1. Introduction

In this tutorial, we’ll talk about how to calculate the F-1 score in a multi-class classification problem. Unlike binary classification, multi-class classification generates an F-1 score for each class separately.

We’ll also explain how to compute an averaged F-1 score per classifier in Python, in case a single score is desired.

2. F-1 Score

F-1 score is one of the common measures to rate how successful a classifier is. It’s the harmonic mean of two other metrics, namely: precision and recall. In a binary classification problem, the formula is:

    [\textrm{F-1 Score} = \frac{2 \times \textrm{Precision} \times \textrm{Recall}}{\textrm{Precision} + \textrm{Recall}}]

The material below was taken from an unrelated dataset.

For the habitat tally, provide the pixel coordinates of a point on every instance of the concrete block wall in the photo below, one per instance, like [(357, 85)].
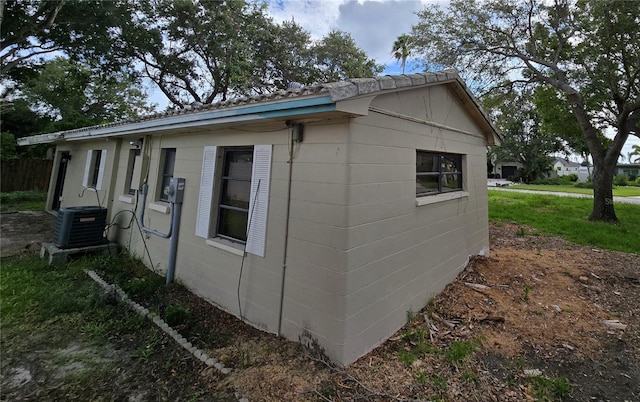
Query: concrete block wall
[(400, 254)]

The F-1 Score metric is preferable when:

  • We have imbalanced class distribution
  • We’re looking for a balanced measure between precision and recall (Type I and Type II errors)

As the F-1 score is more sensitive to data distribution, it’s a suitable measure for classification problems on imbalanced datasets.

3. Multi-Class F-1 Score Calculation

For a multi-class classification problem, we don’t calculate an overall F-1 score. Instead, we calculate the F-1 score per class in a one-vs-rest manner. In this approach, we rate each class’s success separately, as if there are distinct classifiers for each class.

As an illustration, let’s consider the confusion matrix below with a total of 127 samples:

binary classes multi class 1

Now let’s calculate the F-1 score for the first class, which is class a. We first need to calculate the precision and recall values:

    [\textrm{Precision}(class=a)} = \frac{TP(class=a)}{TP(class=a) + FP(class=a)} = \frac{50}{53} = 0.943]

    [\textrm{Recall}(class=a) = \frac{TP(class=a)}{TP(class=a) + FN(class=a)} = \frac{50}{108} = 0.463]

Then, we apply the formula for class a:

    [\textrm{F-1 Score}(class=a)} = \frac{2 \times \textrm{Precision}(class=a) \times \textrm{Recall}(class=a)}{\textrm{Precision}(class=a) + \textrm{Recall}(class=a)} = \frac{2 \times 0.943 \times 0.463}{0.943 + 0.463} = 0.621]

Similarly, we first calculate the precision and recall values for the other classes:

    [\textrm{Precision}(class=b)} = \frac{8}{35} = 0.228 \ \ \textrm{Recall}(class=b) = \frac{8}{13} = 0.615]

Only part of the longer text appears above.